H3M2: a novel algorithm for the detection of Runs of Homozygosity

H3M2: a novel algorithm for the detection of Runs of Homozygosity from second generation
sequencing data
Magi A(1), Tattini L(1), Benelli M(2), Palombo F(3), Pippucci T(3)
(1) Department of Clinical and Experimental Medicine, University of Florence, Florence, Italy
(2) Diagnostic Genetic Unit, Careggi Hospital, Florence, Italy
(3) Dipartimento di Scienze Mediche e Chirurgiche, Università di Bologna, Bologna, Italy
Contact: [email protected]
Motivation
Runs of homozygosity (ROH) are regions of the genome where the copies inherited from our parents
are identical. The two DNA copies are identical because our parents have inherited them from a
common ancestor in the past.
This genetic transmission process generates genomic ROHs that may range from tens of thousands to
millions of bases in length.
Population history (historical bottleneck or geographic isolation) and cultural factors (consanguineous
marriage or endogamy) can affect length of ROH in individual genomes. The distribution of ROH
records information about genetic transmission history and may also be important medically.
The medical relevance of ROH is due to the fact that the most common mode of inheritance for a
genetic disorder is autosomal recessive, which implies that two healthy heterozygous parents transmit
a single copy of a mutation to their affected child, who therefore has the mutated gene in double copy.
If individuals inherit the same ancestral mutation identically by descent, then they probably also share
adjacent DNA segments on which the mutation first arose. For a recessive phenotype, in affected
inbred individuals, the homozygous risk locus therefore probably resides in an unusually long
homozygous region. Deleterious recessive variants can thus be identified through detecting ROH.
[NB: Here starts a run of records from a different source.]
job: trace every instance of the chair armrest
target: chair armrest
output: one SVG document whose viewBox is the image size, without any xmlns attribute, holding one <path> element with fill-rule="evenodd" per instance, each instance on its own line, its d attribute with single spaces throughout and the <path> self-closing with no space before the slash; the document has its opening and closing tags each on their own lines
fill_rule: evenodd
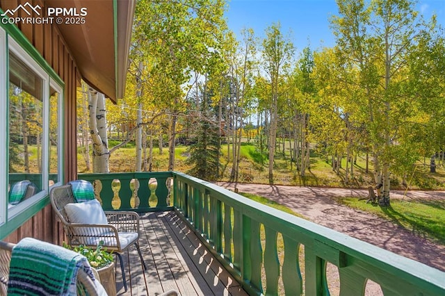
<svg viewBox="0 0 445 296">
<path fill-rule="evenodd" d="M 110 251 L 120 249 L 118 229 L 111 224 L 68 223 L 65 225 L 68 244 L 95 247 L 101 240 Z"/>
<path fill-rule="evenodd" d="M 119 231 L 139 233 L 139 214 L 124 211 L 105 211 L 106 220 Z"/>
</svg>

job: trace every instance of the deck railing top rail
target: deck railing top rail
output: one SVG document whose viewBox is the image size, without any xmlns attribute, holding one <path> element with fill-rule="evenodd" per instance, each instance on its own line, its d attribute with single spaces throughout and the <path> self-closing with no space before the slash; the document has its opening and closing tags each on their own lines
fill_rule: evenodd
<svg viewBox="0 0 445 296">
<path fill-rule="evenodd" d="M 106 209 L 175 209 L 251 295 L 301 295 L 303 283 L 307 295 L 330 295 L 327 264 L 341 295 L 364 295 L 368 279 L 385 295 L 445 295 L 445 272 L 183 173 L 79 177 L 99 181 Z"/>
</svg>

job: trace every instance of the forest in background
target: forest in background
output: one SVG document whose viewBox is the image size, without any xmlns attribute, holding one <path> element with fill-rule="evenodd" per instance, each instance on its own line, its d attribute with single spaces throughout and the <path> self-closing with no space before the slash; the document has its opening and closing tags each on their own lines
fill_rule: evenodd
<svg viewBox="0 0 445 296">
<path fill-rule="evenodd" d="M 408 187 L 416 172 L 442 186 L 443 28 L 412 1 L 337 4 L 330 20 L 336 45 L 314 49 L 296 47 L 279 23 L 261 35 L 246 28 L 236 39 L 223 1 L 138 1 L 125 97 L 113 105 L 79 90 L 85 170 L 114 172 L 104 159 L 116 161 L 131 143 L 126 171 L 156 170 L 162 153 L 164 170 L 282 183 L 285 165 L 289 183 L 298 184 L 325 163 L 321 170 L 338 176 L 337 183 L 372 184 L 382 205 L 391 182 Z M 179 145 L 186 146 L 179 154 Z M 243 167 L 248 146 L 250 171 L 266 171 L 256 179 Z"/>
</svg>

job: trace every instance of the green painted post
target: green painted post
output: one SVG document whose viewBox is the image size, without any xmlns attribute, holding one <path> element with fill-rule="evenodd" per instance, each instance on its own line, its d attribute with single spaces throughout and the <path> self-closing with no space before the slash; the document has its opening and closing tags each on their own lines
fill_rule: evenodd
<svg viewBox="0 0 445 296">
<path fill-rule="evenodd" d="M 133 190 L 130 188 L 129 178 L 120 179 L 120 190 L 119 190 L 119 197 L 120 198 L 120 208 L 122 210 L 131 210 L 130 199 L 133 196 Z"/>
<path fill-rule="evenodd" d="M 202 199 L 202 192 L 198 188 L 195 190 L 195 199 L 197 203 L 197 215 L 198 224 L 196 228 L 202 233 L 204 232 L 204 200 Z"/>
<path fill-rule="evenodd" d="M 301 295 L 303 283 L 300 270 L 298 251 L 300 244 L 286 236 L 283 236 L 284 242 L 284 262 L 283 263 L 283 285 L 288 295 Z"/>
<path fill-rule="evenodd" d="M 111 187 L 113 179 L 101 179 L 100 182 L 102 189 L 99 192 L 99 196 L 102 200 L 102 208 L 105 211 L 113 210 L 113 206 L 111 206 L 111 201 L 114 197 L 114 192 Z"/>
<path fill-rule="evenodd" d="M 232 207 L 224 204 L 224 258 L 232 262 Z"/>
<path fill-rule="evenodd" d="M 188 217 L 188 184 L 184 183 L 184 204 L 182 205 L 183 215 L 186 218 Z"/>
<path fill-rule="evenodd" d="M 234 208 L 234 266 L 244 278 L 241 264 L 243 263 L 243 214 Z"/>
<path fill-rule="evenodd" d="M 167 177 L 157 177 L 158 186 L 156 188 L 156 196 L 158 197 L 156 206 L 167 206 L 167 197 L 168 188 L 167 188 Z"/>
<path fill-rule="evenodd" d="M 221 241 L 222 240 L 222 218 L 221 218 L 221 202 L 213 198 L 210 194 L 210 214 L 211 218 L 211 232 L 210 240 L 213 243 L 217 252 L 221 253 Z"/>
<path fill-rule="evenodd" d="M 305 245 L 305 277 L 307 295 L 323 295 L 322 270 L 323 261 L 312 246 Z"/>
<path fill-rule="evenodd" d="M 364 295 L 366 278 L 348 268 L 339 268 L 340 296 Z M 386 295 L 386 294 L 385 294 Z"/>
<path fill-rule="evenodd" d="M 150 197 L 150 189 L 148 187 L 148 181 L 149 176 L 146 178 L 138 178 L 139 181 L 139 189 L 138 190 L 138 196 L 139 197 L 139 208 L 149 208 L 148 204 L 148 199 Z"/>
<path fill-rule="evenodd" d="M 280 278 L 280 261 L 277 251 L 278 233 L 264 226 L 266 231 L 266 249 L 264 250 L 264 270 L 266 271 L 266 295 L 278 295 L 278 279 Z"/>
<path fill-rule="evenodd" d="M 209 238 L 209 195 L 207 192 L 204 193 L 204 229 L 203 233 L 207 238 Z"/>
<path fill-rule="evenodd" d="M 252 288 L 257 290 L 258 293 L 262 293 L 261 264 L 263 263 L 263 249 L 261 247 L 260 234 L 261 224 L 244 216 L 243 226 L 243 231 L 246 234 L 250 233 L 249 236 L 244 236 L 244 249 L 245 250 L 243 254 L 244 261 L 250 261 L 249 265 L 245 265 L 245 277 L 246 279 L 250 280 L 250 285 Z"/>
</svg>

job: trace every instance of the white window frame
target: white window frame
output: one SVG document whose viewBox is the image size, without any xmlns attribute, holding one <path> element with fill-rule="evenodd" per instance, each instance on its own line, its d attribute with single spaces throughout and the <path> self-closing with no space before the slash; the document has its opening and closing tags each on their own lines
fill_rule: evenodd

To date, ROH discovery has been performed by using microarray-based technologies. Currently
available SNP-array platforms contains more than one milion of SNPs markers derived from the
HapMap project and are able to detect ROH as long as 100 Kb in size.
Over recent years, the advent of new high-throughput sequencing (HTS) platforms have opened many
opportunities for the study and the understanding of homozygous genomic regions.
Methods
Here we introduce a novel computational approach, H3M2, for the identification of ROH by using data
produced by HTS platforms.
To develop our method we used whole-exome sequencing (WES) data produced by the 1000 genomes
project (1000 GP) consortium that have been previously genotyped with SNP-array technologies by
the HapMap consortium.
As a measure of homozygosity/heterozygosity for each polymorphic position i, we used the B-allele
frequency (BAF) that is defined as the ratio between B-allele counts (NB the number of reads that
match with the allele with minor frequency at position i) and the total number of reads mapped to that
position (N, the depth of coverage).
To understand the capability of such a measure to predict the homozygous/heterozygous state of each
polymorphic position, we compared BAF with the HapMap and 1000GP genotyping results.
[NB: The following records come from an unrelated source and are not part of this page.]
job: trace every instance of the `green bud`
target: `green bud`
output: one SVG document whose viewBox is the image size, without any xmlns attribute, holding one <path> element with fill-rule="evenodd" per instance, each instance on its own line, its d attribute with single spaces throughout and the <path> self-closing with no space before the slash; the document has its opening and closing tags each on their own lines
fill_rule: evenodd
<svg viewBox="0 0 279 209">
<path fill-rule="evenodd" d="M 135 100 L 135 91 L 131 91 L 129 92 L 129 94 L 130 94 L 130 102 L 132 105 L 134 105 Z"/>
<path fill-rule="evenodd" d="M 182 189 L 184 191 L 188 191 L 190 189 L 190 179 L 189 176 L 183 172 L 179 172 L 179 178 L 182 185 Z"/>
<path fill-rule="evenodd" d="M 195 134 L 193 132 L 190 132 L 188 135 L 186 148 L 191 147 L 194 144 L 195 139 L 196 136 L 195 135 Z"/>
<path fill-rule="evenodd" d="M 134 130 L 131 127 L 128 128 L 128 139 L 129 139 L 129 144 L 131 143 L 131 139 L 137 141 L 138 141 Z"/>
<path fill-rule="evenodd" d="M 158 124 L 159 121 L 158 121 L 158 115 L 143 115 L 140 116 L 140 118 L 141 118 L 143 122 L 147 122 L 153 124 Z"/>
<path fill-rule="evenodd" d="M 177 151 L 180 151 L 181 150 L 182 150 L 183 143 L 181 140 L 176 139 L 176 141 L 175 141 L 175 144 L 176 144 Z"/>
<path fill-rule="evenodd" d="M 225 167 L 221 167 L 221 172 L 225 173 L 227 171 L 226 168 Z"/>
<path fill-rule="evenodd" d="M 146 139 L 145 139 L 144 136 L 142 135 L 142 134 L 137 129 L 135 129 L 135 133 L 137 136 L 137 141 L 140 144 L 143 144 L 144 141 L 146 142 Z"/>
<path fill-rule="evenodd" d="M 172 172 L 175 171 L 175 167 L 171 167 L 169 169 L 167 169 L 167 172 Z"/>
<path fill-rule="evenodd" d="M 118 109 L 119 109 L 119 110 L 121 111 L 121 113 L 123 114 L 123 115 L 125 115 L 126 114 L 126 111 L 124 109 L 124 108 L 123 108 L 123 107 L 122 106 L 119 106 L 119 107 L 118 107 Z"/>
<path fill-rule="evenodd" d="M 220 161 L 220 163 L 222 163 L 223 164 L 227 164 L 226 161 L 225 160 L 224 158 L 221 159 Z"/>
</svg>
As a further step, we studied the properties of the BAF distribution in different classes of genomic
regions. By using the results of these analyses, we developed a novel algorithm, based on a
heterogeneous hidden markov models, that is able to recognise ROH from BAF values taking into
account the genomic distance between consecutive polymorphic position.
Results
To test the ability of our algorithm to identify ROHs of different size and made of different number of
SNPs, we performed an intensive simulation based on synthetic data.
Synthetic chromosomes were generated from the BAF data of six samples sequenced by the 1000
genome project consortium (1000 GP).
The results of these analyses clearly show that H3M2 is able to identify ROH with an unprecedented
resolution, outperforming state of the art methods based on microarray-based technologies.
As a further test, we applied our method on the analysis of 100 individuals sequenced by the 1000GP
consortium representing five different worldwide populations (20 Tuscans, 20 Caucasian, 20
Yorubam, 20 Japanese and 20 Chinese).
The ROH detected by our method were classified by length into three classes (short, intermediate, and
long) with a model-based clustering algorithm.
In accordance with previous results, for each class, the number and total length of ROHs per individual
show considerable variation across individuals and populations.
The total lengths of short, intermediate and long ROHs per individual increases with the distance of a
population from East Africa, in agreement with similar patterns previously observed for locus-wise
homozygosity and linkage disequilibrium.